It’s only young but the British Textile Biennial has woven its place into the fabric of mill towns across Lancashire.
The theme of BTB23 is the Politics of Cloth, but let’s start with the politics of transport. Those without a car may struggle to visit all on offer – with such a rich and varied set of exhibitions, seeing everything may not be possible. At Blackburn Museum (ignore the scaffolding, they’re mending the roof), a tiny swatch of disintegrating cloth, the size of your mobile phone, brings you to the heart of the Politics of Cloth. This is the Penistone Cloth. In 1783, this sample was sent to an English slave owner who subsequently bought 410 yards to clothe his slaves in Barbados. Using this as a starting point, BTB23 and The Global Threads Research Team tell the story of the making of this fabric and its place in the colonial history of the cotton industry.
Next, there’s Blackburn’s Cotton Exchange for Victoria Udondian’s monumental work, Ofong Ufok, which she developed with members of New York’s immigrant communities who wove and knotted their individual garments, memories, stories and skills into this towering artwork. In the same space, Nairobi’s Nest Collective has constructed a room from bales of used garments, discarded by Europeans and shipped to African nations.
Around the corner from the Cotton Exchange is Tony’s Ballroom. This splendid old nightclub is full of its own histories and memories but, for BTB23, it plays host to Dead White Man where artist Jeremy Hutchison has constructed wonderfully wearable, yet slightly sinister sculptures from garments sent from the Global North to various nations of Africa. There, they are called dead white man’s clothing.

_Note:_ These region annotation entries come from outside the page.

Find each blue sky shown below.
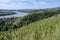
[0,0,60,9]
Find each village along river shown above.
[0,12,28,18]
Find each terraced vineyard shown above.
[0,9,60,40]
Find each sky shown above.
[0,0,60,9]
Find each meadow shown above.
[0,9,60,40]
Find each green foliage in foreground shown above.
[0,14,60,40]
[0,9,60,31]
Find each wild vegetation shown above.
[0,9,60,40]
[0,12,16,16]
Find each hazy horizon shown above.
[0,0,60,9]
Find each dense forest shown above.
[0,8,60,40]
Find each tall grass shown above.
[0,14,60,40]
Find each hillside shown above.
[0,9,60,40]
[0,14,60,40]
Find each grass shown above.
[0,14,60,40]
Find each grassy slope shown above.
[0,14,60,40]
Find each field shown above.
[0,9,60,40]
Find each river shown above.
[0,12,28,18]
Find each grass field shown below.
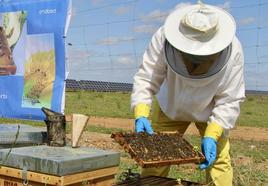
[0,91,268,127]
[65,91,268,127]
[0,91,268,186]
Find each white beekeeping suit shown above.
[131,27,245,134]
[131,4,245,186]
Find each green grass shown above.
[0,91,268,127]
[238,95,268,127]
[65,91,133,118]
[117,136,268,186]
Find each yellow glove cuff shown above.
[134,103,150,119]
[204,121,223,141]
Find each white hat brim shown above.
[164,5,236,55]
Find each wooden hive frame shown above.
[0,166,118,186]
[111,132,205,168]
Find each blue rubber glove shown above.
[135,117,154,134]
[199,137,217,169]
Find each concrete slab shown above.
[0,124,47,149]
[0,145,120,176]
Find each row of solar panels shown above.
[66,79,268,95]
[66,79,133,92]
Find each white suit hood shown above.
[131,27,245,132]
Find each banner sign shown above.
[0,0,71,120]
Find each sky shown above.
[66,0,268,90]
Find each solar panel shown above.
[66,79,133,92]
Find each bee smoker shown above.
[42,107,66,147]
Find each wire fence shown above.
[66,0,268,90]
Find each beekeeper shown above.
[131,3,245,186]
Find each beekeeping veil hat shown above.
[164,2,236,56]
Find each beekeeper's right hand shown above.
[134,103,154,134]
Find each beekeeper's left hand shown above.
[199,122,223,169]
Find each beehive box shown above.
[0,146,120,186]
[111,132,204,168]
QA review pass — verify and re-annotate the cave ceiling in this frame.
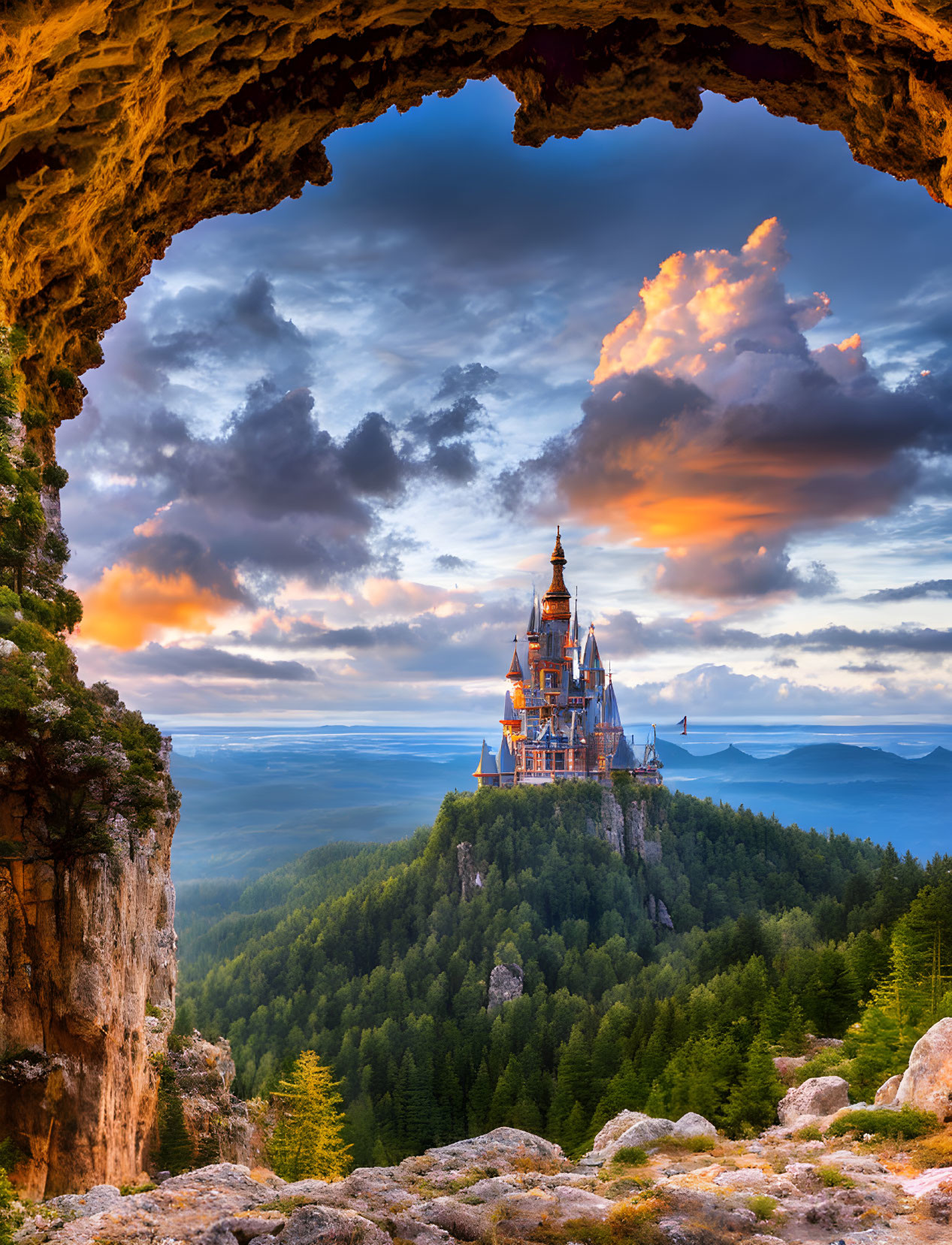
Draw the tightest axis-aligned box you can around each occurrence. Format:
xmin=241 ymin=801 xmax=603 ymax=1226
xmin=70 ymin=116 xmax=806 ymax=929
xmin=0 ymin=0 xmax=952 ymax=419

Meanwhile, Uthra Rajgopal has playfully filled every space in The Whitaker Museum for Fragments of our Time. Some 17 artists from South Asia and its diaspora considered sustainability in the context of the environment, economics and society. Each piece makes you pause for thought. It’s difficult to highlight one without mentioning all of them, but Yasmin Jahan Nupur’s delicate handwoven, hand-dyed muslin ‘curtains’ with embroidered texts guide you through the space with their strikingly simple messages. This show extends beyond BTB23 to December 10, 2023.
If you’ve missed out on this extravaganza, you can listen to the Cloth Cultures podcasts, made in association with Amber Butchart where she interviews many of the people who have worked to create this year’s set of exhibitions and stories.